La famiglia di Christian D’Alessandro ha sentito il bisogno di ringraziare il Ministero degli Affari Esteri e la rappresentanza diplomatica in Russia, che si sono impegnati per aiutarli. Soddisfazione anche per Giuseppe Onufrio, direttore esecutivo di Greenpeace Italia, in seguito anche al fatto che sono 6 in tutti gli ambientalisti rilasciati. Onufrio si è detto contento e nutre speranza che la stessa sorte positiva possa toccare anche agli altri attivisti che sono ancora in carcere. Le sue parole sono state: “Ora aspettiamo che tutti gli attivisti, incluso l’australiano a cui la libertà su cauzione è stata negata, escano dal carcere. Siamo sollevati, ma non stiamo festeggiando: sono tutti ancora accusati di vandalismo, un crimine molto serio che non hanno commesso, e rischiano anni di carcere. Gli Arctic30 saranno liberi quando cadranno le accuse ingiuste anche l’ultimo di loro sarà tornato a casa dalla propria famiglia”.
Anche altri attivisti sono stati rilasciati dietro il pagamento di una cauzione, tra cui l’argentina Camila Speziale e il canadese Paul Douglas Ruzycki. Il presidente della commissione Ambiente, Territorio e Lavori pubblici della Camera, Ermete Realacci, ha commentato la decisione di San Pietroburgo, dichiarando che si tratta di un passo importante, al quale si è arrivati anche grazie all’impegno del ministro degli Esteri, Emma Bonino. Gli attivisti rilasciati su cauzione avranno la possibilità di ritornare a casa, in attesa del processo. La legge, comunque, li obbliga a ritornare in Russia, se saranno convocati dagli investigatori.
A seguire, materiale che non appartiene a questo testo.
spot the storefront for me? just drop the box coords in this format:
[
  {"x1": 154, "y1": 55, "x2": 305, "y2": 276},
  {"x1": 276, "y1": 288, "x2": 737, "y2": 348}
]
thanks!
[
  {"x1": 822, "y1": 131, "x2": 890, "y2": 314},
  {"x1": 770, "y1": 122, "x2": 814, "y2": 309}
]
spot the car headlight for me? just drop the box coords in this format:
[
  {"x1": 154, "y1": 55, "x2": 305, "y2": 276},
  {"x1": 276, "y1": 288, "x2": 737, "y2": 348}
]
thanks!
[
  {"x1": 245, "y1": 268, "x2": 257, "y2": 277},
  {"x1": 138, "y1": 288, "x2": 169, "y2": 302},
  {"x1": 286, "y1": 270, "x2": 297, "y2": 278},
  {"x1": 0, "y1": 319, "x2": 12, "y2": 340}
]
Gli attivisti erano stati trasferiti in una prigione di San Pietroburgo. A riferire del trasferimento è stata la stessa organizzazione ambientalista, che ha spiegato di aver appreso il tutto da fonti diplomatiche. A quanto pare i legali di Greenpeace non sanno come mai sia stato deciso il trasferimento. Rimangono, comunque, infondate per l’associazione le accuse che sono state rivolte ai suoi membri. Ecco perché ci si sta muovendo con varie iniziative, per intervenire presso le autorità governative russe, in modo che si possa facilitare la liberazione degli ambientalisti. Questi ultimi avevano soltanto intenzione di manifestare in maniera pacifica, per cui non si riesce a capire fino in fondo di quale reato possano essersi macchiati. Proprio per questo su Avaaz è stata lanciata una petizione globale, che è rivolta ai capi di Stato. In particolare si chiede l’intervento dell’India, del Brasile, del Sudafrica e dell’Unione Europea. I Governi sono chiamati a far sentire la loro voce, per consentire un’unione di intenti volta ad ottenere un riscontro sul piano concreto.
In tutto il mondo si fanno sentire le proteste per una situazione sempre più rischiosa. In particolare a Parigi due militanti ambientalisti sono saliti sulla Tour Eiffel, nell’orario in cui la struttura non è aperta al pubblico, e hanno esposto degli striscioni per chiedere la liberazione dei prigionieri. In tutto questo, d’altronde, non si può non tenere conto del fatto che il Governo russo sembra essere deciso a fare sul serio, ponendo anche sul capo degli attivisti un cambio di accusa, che per molti versi lascia aperte diverse possibilità, accompagnate da delle esplicite incertezze.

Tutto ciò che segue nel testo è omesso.